As a director, Affleck fails to top the quality of his debut “Gone Baby Gone,” due in no small measure to the challenge of pulling double duty as lead actor. Affleck’s Doug MacCray is pure Hollywood fantasy: a vicious thug and thief capable of tenderness and compassion. While the other members of his gang pound whiskey, sober MacRay nurses cranberry juice and a broken heart over the long-ago disappearance of his fragile mother. It is no wonder that he falls for Rebecca Hall’s Claire Keesey, the bank manager kidnapped and terrorized by MacRay’s disguised crew during a successful stickup. Of course, Claire has no idea that her new boyfriend held her hostage at gunpoint, and the viewers wait anxiously for the other shoe to drop.

Doug’s feelings for Claire strain the bond he shares with childhood friend Jem (Jeremy Renner), a combustible sociopath on a collision course with the FBI agents closing the net on the crooks. Also complicating Doug’s life is Jem’s sister Krista (Blake Lively), a single mother and drug addict whose child may or may not have been fathered by Doug. Unfortunately, the masculine swagger of “The Town” leaves little for the two key female characters to do, and both Hall and Lively take it on the chin, although the latter shares a terrific scene in a gritty dive with John Hamm’s federal agent. No believable explanation is offered for the ease and speed with which the more sophisticated Claire falls for the jagged Doug, and the movie’s twist on Stockholm syndrome is its most problematic component.

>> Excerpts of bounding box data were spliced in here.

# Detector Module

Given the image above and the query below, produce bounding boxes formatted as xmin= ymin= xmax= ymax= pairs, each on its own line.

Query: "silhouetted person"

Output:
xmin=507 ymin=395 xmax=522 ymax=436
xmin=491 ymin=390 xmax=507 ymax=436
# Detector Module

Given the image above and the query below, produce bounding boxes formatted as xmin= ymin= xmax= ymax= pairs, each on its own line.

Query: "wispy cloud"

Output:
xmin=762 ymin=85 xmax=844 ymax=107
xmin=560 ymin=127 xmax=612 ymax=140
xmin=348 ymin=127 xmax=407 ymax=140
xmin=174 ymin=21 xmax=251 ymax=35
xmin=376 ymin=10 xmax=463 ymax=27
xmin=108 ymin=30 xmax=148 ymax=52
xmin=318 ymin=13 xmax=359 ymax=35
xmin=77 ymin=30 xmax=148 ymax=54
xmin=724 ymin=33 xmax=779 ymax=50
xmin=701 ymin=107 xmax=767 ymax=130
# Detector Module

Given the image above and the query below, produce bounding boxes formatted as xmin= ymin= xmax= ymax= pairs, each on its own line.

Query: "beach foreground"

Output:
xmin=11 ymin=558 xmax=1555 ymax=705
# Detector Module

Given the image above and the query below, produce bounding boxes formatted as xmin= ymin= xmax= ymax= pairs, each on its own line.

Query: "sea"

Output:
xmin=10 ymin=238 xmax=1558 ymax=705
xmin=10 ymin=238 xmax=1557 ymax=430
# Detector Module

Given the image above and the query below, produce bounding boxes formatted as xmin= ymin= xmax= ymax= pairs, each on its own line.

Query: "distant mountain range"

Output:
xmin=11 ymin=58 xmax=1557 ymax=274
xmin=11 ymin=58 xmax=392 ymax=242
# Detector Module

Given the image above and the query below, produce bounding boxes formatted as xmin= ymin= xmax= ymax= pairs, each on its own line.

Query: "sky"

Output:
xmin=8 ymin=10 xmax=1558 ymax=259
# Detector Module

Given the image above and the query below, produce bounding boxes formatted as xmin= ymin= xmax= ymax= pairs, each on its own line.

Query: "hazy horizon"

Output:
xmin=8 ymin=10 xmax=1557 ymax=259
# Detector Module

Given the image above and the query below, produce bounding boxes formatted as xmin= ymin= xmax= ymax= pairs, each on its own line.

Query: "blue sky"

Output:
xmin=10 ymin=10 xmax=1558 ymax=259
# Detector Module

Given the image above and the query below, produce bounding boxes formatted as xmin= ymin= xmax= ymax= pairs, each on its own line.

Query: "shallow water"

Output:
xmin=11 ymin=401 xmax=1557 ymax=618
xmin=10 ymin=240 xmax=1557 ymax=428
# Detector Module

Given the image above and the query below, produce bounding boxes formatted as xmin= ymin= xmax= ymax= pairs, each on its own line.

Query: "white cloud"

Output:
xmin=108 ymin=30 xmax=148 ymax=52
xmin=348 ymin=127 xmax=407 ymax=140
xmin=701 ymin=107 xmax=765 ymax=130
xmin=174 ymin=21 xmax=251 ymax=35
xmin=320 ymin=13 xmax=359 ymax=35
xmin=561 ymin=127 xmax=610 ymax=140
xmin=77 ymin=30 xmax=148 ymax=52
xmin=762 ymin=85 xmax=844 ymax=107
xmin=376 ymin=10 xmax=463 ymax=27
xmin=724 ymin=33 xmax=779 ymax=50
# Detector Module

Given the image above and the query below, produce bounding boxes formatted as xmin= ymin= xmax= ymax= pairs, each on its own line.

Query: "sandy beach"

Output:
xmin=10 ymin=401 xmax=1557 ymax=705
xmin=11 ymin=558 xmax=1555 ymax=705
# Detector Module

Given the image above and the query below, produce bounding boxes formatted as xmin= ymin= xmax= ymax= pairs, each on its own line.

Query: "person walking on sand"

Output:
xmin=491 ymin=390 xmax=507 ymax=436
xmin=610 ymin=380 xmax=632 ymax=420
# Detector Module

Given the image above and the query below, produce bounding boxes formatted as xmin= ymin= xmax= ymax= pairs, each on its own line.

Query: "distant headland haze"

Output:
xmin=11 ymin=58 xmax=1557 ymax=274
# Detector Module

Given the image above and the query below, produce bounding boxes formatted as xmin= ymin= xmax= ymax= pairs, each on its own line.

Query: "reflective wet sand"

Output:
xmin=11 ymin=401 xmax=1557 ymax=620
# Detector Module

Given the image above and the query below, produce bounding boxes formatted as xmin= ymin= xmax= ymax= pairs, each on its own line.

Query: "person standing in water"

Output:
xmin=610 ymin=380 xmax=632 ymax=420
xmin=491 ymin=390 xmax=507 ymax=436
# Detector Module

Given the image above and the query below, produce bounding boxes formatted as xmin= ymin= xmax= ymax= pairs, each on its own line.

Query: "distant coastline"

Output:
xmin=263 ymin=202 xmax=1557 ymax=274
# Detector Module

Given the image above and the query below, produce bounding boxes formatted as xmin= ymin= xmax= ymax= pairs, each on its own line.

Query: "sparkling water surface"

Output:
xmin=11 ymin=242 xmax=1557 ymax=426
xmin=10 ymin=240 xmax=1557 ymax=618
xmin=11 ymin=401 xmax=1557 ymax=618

“The Town” has already been sized up against other Boston-set movies, including “The Friends of Eddie Coyle,” “The Departed,” and “Mystic River,” and the city certainly announces its presence as a colorful, major character. Shots of the Bunker Hill Monument, the Charles River, the Zakim Bridge and the dense maze of North End construction abet the filmmaker’s desire for credibility, even if locals will scoff at the range of accents displayed by the cast members. The Boston Globe’s Ty Burr helpfully points out to residents and non-residents alike that “The Town” takes place in Movie Boston, and reminds the hyper-sensitive Suffolk County skeptics who chortled during the trailer that one of author Hogan’s aims was to comment on the drawbacks of border-defined insularity. Affleck, as expected, is more interested in getting the fantasy right, and on that score, “The Town” is not half bad.